Além disso, o tecido cicatricial produzido como consequência dos procedimentos cirúrgicos gera frequentemente forças centrípetas na região maxilar, que promovem o aparecimento de condições clínicas indesejáveis, como o colapso ântero‑posterior e transversal do maxilar superior e o avanço da pré‑maxila.7
Em 1950, McNeil utilizou pela primeira vez placas obturadoras para aproximar os segmentos alveolares em recém nascidos com FLP.8 Mais tarde, em 1984, estudos efetuados em recém‑nascido demonstraram que a cartilagem auricular poderia ser moldada com resultados permanentes, se o tratamento fosse iniciado nos primeiros dias de vida - devido ao aumento da plasticidade da cartilagem no recém nascido, resultante dos elevados níveis de estrogénio materno circulante na corrente sanguínea da criança.9
O primeiro protocolo de tratamento com modelador naso‑alveolar (NAM, do acrónimo anglo saxônico nasoalveolar molding) foi estabelecido em 1999. O NAM é um aparelho de ortopedia pré‑cirúrgica que permite reduzir a dimensão da fenda e realizar o modelamento da cartilagem nasal.10
O Instituto de Ortodontia da Faculdade de Medicina da Universidade de Coimbra em colaboração com o Hospital Pediátrico de Coimbra elaborou um protocolo de atuação para implementação de modelagem nasoalveolar pré‑cirúrgica.

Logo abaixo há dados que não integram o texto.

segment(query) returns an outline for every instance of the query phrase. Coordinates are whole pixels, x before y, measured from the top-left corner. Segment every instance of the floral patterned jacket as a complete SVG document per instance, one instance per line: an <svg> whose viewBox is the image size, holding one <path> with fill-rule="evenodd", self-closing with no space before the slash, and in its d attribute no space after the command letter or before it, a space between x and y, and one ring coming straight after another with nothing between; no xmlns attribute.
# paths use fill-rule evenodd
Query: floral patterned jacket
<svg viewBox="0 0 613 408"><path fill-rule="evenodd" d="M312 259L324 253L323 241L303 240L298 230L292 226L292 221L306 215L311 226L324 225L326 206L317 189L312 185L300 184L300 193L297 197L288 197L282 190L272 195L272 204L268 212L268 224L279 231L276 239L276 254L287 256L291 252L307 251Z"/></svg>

Este protocolo será relatado através dos casos clínicos expostos e obtidos de forma aleatória, mas com o mesmo follow up.
Casos clínicos
Dois recém nascidos do sexo masculino, com 2 semanas de vida, foram referenciados para avaliação clínica, na qual observou‑se serem portadores no caso (A) de FLP bilateral e no caso (B) de FLP esquerda, sem outras patologias associadas (sindrómicas ou não‑sindrómicas). Não foram reportados antecedentes familiares, nem a exposição dos progenitores a fatores epigenéticos durante o período concepção e gestacional.
No exame físico extra‑oral foi possível identificar a eversão do prolabium, desvio lateral da pré‑maxila e deformidade da cartilagem nasal em ambos os casos. No exame intraoral, observou‑se o desalinhamento dos segmentos alveolares com um gap interalveolar no caso (A) de 2,1 centímetros à direita e 1,9 centímetros à esquerda e no caso (B) com 3,5 centímetros à esquerda.
Todos os procedimentos clínicos foram realizados com o consentimento informado dos progenitores/cuidadores.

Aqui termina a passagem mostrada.